Our Last Echoes - Kate Alice Marshall Page 0,62

heard Liam. She said not to,” Lily replied. Her voice was frail. She was holding up pretty well, but things were still skating along the edge of the possible. It would get worse if we went deeper. I knew it. Lily knew it.

“There’s only one way she could have gone,” I said. I tore my eyes away from the painting. My mother, the house, my double. This place was focused on me in a way I didn’t understand. I couldn’t escape its gravity, but maybe Lily could. “Wait here with Liam. I’ll go.”

I bent, fetching Liam’s flashlight from where it lay on the ground. I handed it over.

“I shouldn’t let you go,” Lily said. Guilt in her voice.

“You wouldn’t be able to stop me.” I turned toward the black hole. Lily made a noise in a final protest, but I knew she was relieved to be staying behind.

I approached the darkened doorway. The edges were rough. They hadn’t been part of the bunker, I thought, but chiseled out of the wall after it was built. The space beyond was more tunnel than hallway, the walls rough and rocky. Natural caves beneath the island, maybe? But it seemed too straight for that, and while the rock wasn’t smooth like a manmade tunnel would be, it had odd marks, almost ripples, that seemed too regular to be random.

Something had carved this, I thought, but not a human something.

I walked forward cautiously. The tunnel narrowed, almost scraping my shoulders, and the ceiling was only a few inches over my head. My breath filled the space until it seemed it was the tunnel itself that was breathing. The walls cinched in, and now my shoulders did bump against the damp rock, and I realized what the ripples reminded me of—the ridges of a trachea.

Soon I was moving sideways, and every breath was cool and wet and tasted of silt. The flashlight beam struck stone ahead and stopped. No more dark corridor, only a final narrowing of gray rock with a crack the width of my hand running through it.

“Come on, Abby. Where are you?” I whispered. No answer. I growled in frustration and slammed my hand against the wall beside me, only succeeding in scraping the side of my fist. I forced my way forward to the crack.

“Abby!” I called. She had come this way so there had to be a way through. And maybe there was, in that other place. “Abby, can you hear me?”

There was a breeze through the crack, faint as a sigh. I could sense the void on the other side, the emptiness of another tunnel, maybe even a cavern. Nothing and nothing and nothing answered, and then at once there was an eye, pressed to the other side, glistening in the thin sliver of light from the flashlight. I let out a startled scream and jerked back, forgetting the cramped quarters. My back smacked against the wall.

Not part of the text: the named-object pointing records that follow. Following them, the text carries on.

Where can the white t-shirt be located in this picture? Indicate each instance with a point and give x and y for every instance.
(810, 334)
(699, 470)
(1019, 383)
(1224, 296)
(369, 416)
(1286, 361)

“Sophia?” It was Abby. I steadied myself and leaned close to the crack again.

“Are you all right?” I asked. “Liam wasn’t making a lot of sense. He said something took you.”

“It’s coming back,” she whispered. “I got away, but I don’t know how long I can hide,” she said. She made a gulping sound of fear and animal distress. “I hear it. Please—”

She reached for me through the crack, and I reached for her, as if I could pull her through, as if I could save her. But it was so narrow I could barely fit my hand through. She looked over her shoulder and her eyes widened. “No, no, no,” she said, in prayer and panic. I thrust my hand farther in, wriggling to try to eke out one more centimeter, and she did the same, frantic.

Our fingertips touched for one instant. I shoved forward, and my hand closed over hers. If only I could hold on to her. If only—

Something pressed into my palm. The sharp wooden wings of a bird, and with it something smooth and plastic. She closed my fingers over it. “So he knows,” she said. “Don’t let me be another mystery to haunt him, Sophia. Don’t let him follow.”

She meant Dr. Ashford, I realized. The man who’d protected her for years. Raised her. And if I didn’t get this out of here, he would never know what had happened to her.

“Next time you see me, don’t trust me,” she whispered.

“Abby—”

“Sophia. Run.”

The tunnel echoed with the sound of wings. Abby snatched her hand away.